You're not locked into AWS if you choose this pattern. You can run it on Google and IBM and soon Azure and, I think, Iron.io lets you have a similar thing for running it in their data center. Have we got some some Iron.io people? Yeah, okay. Anyone here from Serverless, the company? I think they're in Oakland or something. I don't know.

I've been gradually seeing that built, and I think it's got a lot of attraction for enterprise. It's also a very highly secured environment, so you have to have a AWS role, IAM role, and the security is very, very locked down, and this little clump of code can only read from this S3 bucket, and it can only write to that DynamoDB, and it only sees what came in here, and it can't do anything else, and it only exists for one second.

How would you break into it? The whole idea of code exploits becomes basically meaningless in this environment, so I think that there's a place for it in highly secure computing architectures as well, that you are building the system with a lot of very, very intrinisically secure architecture in there.

Transitioning from Netflix to VC

If you ever get a chance to join a VC firm, do it. It's very hard to get in, is the trouble. I don't know quite how I managed to sneak in one day when they weren't looking or something. That's how it feels. It's difficult to get in, but it's a good environment. What I like particularly, is that I get to talk to people that have yet to create a company.

I'm having a series of conversations over the last week with somebody that hasn't even left the company he's currently at. He's whiteboarding stuff, he's trying to figure out what to build, and that is fascinating. Love those kinds of discussions.

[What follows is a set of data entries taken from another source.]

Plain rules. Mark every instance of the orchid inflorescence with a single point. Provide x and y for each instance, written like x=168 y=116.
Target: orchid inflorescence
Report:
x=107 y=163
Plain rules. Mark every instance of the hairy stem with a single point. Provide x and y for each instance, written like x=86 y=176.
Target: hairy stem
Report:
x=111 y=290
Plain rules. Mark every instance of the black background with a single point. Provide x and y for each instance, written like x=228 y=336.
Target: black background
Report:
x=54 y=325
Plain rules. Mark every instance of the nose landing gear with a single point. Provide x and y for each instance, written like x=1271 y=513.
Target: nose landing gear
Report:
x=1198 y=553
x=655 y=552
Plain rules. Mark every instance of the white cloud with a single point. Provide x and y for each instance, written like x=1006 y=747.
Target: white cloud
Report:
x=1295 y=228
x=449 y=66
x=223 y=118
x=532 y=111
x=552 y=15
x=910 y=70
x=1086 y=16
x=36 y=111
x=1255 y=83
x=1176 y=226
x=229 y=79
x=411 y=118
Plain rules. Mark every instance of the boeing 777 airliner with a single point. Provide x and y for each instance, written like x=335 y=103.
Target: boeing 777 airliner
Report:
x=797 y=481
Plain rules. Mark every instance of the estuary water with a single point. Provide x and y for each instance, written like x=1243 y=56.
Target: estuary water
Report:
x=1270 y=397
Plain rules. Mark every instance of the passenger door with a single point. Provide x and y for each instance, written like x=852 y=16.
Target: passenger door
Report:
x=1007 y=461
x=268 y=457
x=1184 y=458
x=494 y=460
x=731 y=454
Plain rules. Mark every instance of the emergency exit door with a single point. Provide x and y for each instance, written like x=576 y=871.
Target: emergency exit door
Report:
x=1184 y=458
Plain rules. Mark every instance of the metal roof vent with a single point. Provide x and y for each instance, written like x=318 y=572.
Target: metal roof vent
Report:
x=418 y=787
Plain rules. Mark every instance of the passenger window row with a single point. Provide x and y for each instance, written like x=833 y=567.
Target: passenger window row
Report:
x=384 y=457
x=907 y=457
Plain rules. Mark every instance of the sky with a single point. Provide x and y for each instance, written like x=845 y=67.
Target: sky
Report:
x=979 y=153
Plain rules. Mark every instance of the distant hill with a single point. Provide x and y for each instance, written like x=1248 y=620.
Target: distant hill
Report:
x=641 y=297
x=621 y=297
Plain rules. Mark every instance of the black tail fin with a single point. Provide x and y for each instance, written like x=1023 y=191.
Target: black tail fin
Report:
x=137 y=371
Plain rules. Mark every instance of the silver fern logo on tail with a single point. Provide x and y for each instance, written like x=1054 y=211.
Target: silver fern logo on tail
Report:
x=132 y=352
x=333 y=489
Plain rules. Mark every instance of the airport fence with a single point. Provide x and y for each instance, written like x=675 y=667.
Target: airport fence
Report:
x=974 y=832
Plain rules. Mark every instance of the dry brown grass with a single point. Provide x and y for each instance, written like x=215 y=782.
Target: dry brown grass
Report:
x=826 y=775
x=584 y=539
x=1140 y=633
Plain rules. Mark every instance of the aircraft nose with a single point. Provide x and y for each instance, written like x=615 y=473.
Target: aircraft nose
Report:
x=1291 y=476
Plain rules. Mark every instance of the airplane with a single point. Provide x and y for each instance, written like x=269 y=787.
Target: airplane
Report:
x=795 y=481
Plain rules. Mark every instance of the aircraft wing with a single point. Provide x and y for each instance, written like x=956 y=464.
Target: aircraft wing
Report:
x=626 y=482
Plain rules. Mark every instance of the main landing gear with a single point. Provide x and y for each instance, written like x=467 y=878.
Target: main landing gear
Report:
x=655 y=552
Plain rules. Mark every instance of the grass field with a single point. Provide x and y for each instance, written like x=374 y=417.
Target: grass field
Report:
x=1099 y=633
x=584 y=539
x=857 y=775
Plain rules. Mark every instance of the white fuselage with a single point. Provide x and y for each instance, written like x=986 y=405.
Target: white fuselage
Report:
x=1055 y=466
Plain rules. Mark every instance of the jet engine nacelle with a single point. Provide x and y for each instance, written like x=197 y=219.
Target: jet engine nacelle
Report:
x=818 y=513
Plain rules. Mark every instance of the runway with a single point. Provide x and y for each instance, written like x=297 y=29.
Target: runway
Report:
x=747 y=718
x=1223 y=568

We don't do that many seed investments because we're a bigger fund. We mostly do the A and the B round, but we want to know who the interesting seeds are because we want to keep track of them. So when you come in for your A round, we know you.

It's quite a common quote: "If you want money from a VC person, ask for advice. And if you want advice, ask for money." That's the way it actually works. And so, getting to know people in the VC community way in advance of going and needing money is the way that you actually get money. It's a trust-based business.

A lot of what I'm doing is getting feelers out to people, building up trust on both sides, that we know them, we know what's going on, we know what state they are, and we know when they're going to need money. We can go in and say, "Do you need money now? A little bit earlier?" so that you don't talk to those other guys, those kinds of things, to the people we like. That's the thing that we're doing.

Operationally, I was already spending a lot of my time at conferences, doing, effectively, technical PR stuff, technology PR for Netflix. So that piece feels the same, and I affect in more conferences and do them in other different pieces of the world.

The hands-on stuff I used to do, the real technology architecture that I did between groups mostly, I was mostly trying to get different groups at Netflix to coordinate better, and trying to find good ideas here and spread them around. I'm doing that across companies now, so I still do that.

But my architecture role is mostly across large enterprises that I talk to and startups that I'm helping and portfolio companies that I'm helping. It's more reshuffled some of the priorities around a bit, but it didn't change a lot of what I actually do day to day. But I do have this odd position of being a technologist in a VC firm, and there aren't very many people who are permanent employees of a VC firm who are technologists. A lot of people are entrepreneurs in residence, which is a temporary position. Thank you.